Während Daniel fragt wie sie sich fühlt, sehe ich dabei zu, wie Evan die Medikamentendose in die Hand nimmt, die am Ende der U-Förmigen Couch neben Haileys Schultasche gestanden hat. Er wird blass, als er die Dose in der Hand wiegt. Dann wirft er mir einen dankbaren Blick zu. Ich nicke ihm zu. Ich habe gerne auf Hailey aufgepasst, auch wenn mir dabei ein paar verwirrende Gedanken gekommen sind.

Haileys schuldbewusster Gesichtsausdruck ist wirklich süß, als sie ihren Brüdern alles in Gebärdensprache erklärt. Inzwischen kann ich sogar schon ein paar Zeichen verstehen. Dank Chase, er ist ein wirklich guter Lehrer. Tut mir leid. Schule. Morgen. Und dann: Landon. Einen Augenblick sehen mich alle an, doch dann wenden sie dich wieder Hailey zu, die anscheinend gerade erzählt, wie sie mir über den Weg gelaufen ist.
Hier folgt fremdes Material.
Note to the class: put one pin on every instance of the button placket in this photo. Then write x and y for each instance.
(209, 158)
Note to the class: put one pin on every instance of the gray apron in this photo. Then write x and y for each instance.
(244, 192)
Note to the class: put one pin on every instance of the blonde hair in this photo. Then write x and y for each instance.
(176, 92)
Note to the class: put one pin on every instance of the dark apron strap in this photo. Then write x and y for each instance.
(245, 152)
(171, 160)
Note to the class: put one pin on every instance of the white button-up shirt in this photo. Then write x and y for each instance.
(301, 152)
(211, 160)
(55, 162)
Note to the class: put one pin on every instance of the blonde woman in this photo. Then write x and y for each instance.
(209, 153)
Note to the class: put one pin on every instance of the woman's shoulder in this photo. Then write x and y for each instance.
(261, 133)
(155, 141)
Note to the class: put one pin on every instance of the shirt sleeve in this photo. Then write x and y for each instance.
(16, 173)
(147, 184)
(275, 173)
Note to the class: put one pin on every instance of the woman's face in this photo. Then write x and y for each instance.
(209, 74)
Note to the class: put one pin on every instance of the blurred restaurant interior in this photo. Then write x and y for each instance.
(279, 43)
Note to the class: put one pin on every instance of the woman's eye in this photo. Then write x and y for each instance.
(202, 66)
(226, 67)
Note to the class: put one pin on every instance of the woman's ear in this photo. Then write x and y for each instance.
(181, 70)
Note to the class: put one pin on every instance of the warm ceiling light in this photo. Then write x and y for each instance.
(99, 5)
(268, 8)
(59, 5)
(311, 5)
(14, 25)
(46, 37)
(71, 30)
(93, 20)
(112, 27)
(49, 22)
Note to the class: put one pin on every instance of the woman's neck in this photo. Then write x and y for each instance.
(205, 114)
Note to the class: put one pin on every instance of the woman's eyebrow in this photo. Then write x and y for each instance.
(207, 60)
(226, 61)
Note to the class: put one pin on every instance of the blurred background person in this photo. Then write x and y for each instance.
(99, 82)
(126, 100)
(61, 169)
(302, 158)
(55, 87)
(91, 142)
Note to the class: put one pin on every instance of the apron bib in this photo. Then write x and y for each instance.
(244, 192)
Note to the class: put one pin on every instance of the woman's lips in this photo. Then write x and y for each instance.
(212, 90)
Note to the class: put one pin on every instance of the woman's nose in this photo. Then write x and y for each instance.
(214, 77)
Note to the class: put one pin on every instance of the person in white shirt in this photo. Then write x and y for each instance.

Plötzlich drehen sich wieder alle zu mir und hilfesuchend sehe ich zu Evan, als sie keine Anstalt machen Haileys Erzählung weiter zu folgen. Er grinst kurz, bevor er sagt:»Hails hat uns gerade erzählt, wie sie dir über den Weg gelaufen ist und wie du sie gefragt hast, ob sie Koks oder Heroin genommen hat. Was ist dann passiert?«

Ich zucke mit den Schultern. »Nachdem sie mir die Beruhigungspillen in die Hand gedrückt hat, habe ich gefragt, ob ich sie nach Hause fahren soll, weil...naja, ich weiß ja was heute war und ich habe mir gedacht, dass jetzt nicht der richtige Zeitpunkt ist, um high in der Schule erwischt zu werden. Also habe ich sie hierher gefahren und eine Freundin angerufen, die einmal Krankenschwester war. Sie meinte, dass die Menge ungefährlich wäre und dass ich einfach darauf warten soll, dass Hailey wieder aufwacht. Und das habe ich getan.« Dass ich auch auf ihre Atmung achten sollte, muss ich ja nicht auch noch erwähnen. Die Jungs haben sich für heute genug Sorgen gemacht.

Ich bemerke im Augenwinkel, wie Haileys Wangen sich rot verfärben, aber ich sehe sie nicht an. Ich habe zu große Bedenken, dass man mir etwas in Gesicht ablesen kann, wenn ich sie direkt anblicke. Und dabei bin ich mir nicht einmal sicher, was man mir ansehen könnte.